The National Cancer Institute estimates that approximately 2.6 million U.S. women with a history of breast cancer are alive today. This particular statistic is of great interest to me because I personally know three of those women, including my mom, her sister and another newspaper editor.
From these women, and others, I’ve heard there are three parts surrounding a cancer diagnosis, especially breast cancer: life before cancer, life during cancer and life after cancer – be it in this earthly realm or otherwise.
I want to talk about life during cancer. It is the part of my mom’s diagnosis I most remember.
She was in good spirits about her prognosis and needed to undergo a lumpectomy and radiation. She was calm and confident about the lumpectomy, and it was described to me as a simple scoop they’d take out of her breast tissue.
It wasn’t long after the lumpectomy that my mom knew something was wrong. Her sutures were bleeding more than seemed right, and she was crammed into a late afternoon appointment with the triple-booked surgeon to follow-up. Because she wasn’t panicking or freaking out, and because her husband had already taken time away from work for her other appointments, my husband (then boyfriend) agreed to take her to Madison for the check up.
They were gone for a very long time and when she got home the gravity of the situation hit me like a semi.
The space that was created by the lumpectomy had filled with blood clots. The surgeon, without sedation, had to reopen the sutures and manually pull out the clots that had formed between her chest wall and remaining breast.
It was graphic and heart breaking. Not only had her breast been reduced to skin, but the incision needed to heal without sutures just in case more clots were to form.

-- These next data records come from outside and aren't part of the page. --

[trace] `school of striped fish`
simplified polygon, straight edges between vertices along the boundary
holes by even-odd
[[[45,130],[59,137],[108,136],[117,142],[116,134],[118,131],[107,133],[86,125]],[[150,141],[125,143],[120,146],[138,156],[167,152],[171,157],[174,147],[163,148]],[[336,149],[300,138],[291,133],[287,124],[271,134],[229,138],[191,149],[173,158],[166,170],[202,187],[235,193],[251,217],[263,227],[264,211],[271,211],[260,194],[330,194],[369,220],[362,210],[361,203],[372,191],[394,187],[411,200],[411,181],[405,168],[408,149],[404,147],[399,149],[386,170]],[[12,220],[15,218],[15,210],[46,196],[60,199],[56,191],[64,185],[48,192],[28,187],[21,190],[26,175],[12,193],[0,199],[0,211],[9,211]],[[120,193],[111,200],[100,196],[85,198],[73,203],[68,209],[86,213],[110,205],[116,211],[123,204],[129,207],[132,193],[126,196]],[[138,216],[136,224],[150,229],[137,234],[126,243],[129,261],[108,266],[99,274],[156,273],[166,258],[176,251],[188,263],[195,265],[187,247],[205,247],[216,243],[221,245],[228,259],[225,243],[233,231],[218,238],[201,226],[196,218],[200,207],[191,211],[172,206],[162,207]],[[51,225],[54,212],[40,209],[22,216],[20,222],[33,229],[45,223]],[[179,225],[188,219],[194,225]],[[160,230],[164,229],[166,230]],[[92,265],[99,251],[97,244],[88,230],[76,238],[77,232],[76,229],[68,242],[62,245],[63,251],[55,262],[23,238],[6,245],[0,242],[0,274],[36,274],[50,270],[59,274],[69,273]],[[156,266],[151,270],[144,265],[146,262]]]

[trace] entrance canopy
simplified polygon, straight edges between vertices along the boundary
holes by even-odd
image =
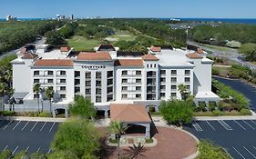
[[[110,118],[128,124],[151,123],[146,106],[143,104],[111,104]]]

Even my husband, who had already been around the cancer block with his mom and brother, said it was a bit much. He said, “Emily, they took care of her right there in the little patient room.”
Mom was instructed to pack her upper body with gauze multiple times a day, and she quietly dealt with her situation.
She asked me if I wanted to see it – the wound. My answer was no. I knew she was suffering, and I was suffering in my own helpless way as this woman I so dearly love accepted the part of her life that was living with breast cancer.
Eventually the wound healed, and radiation commenced with its own bag of discomforts.
The time came for my older brother’s wedding.
Mom asked if I’d do her hair, and I naturally obliged. She was still packing her gauze and wanted to make sure it didn’t show through her beautiful, mint-colored dress. She didn’t want her thinning hair to appear unsightly either.
As I combed and curled and watched strand after strand fall out I tried to keep a chipper sound in my voice. “It’s not too bad is it?” she asked. “Not a bit bad, Mom,” I said, lying straight through my teeth. I think it was the hairspray that held her thinning locks in that day.
Life after cancer has commenced in big ways for my mom. She got to see all three of us siblings get married, and her four grandchildren are the beneficiaries of her unstoppable energy.
But there was that time, that time in her life that was living with breast cancer, and it was hard to say the least.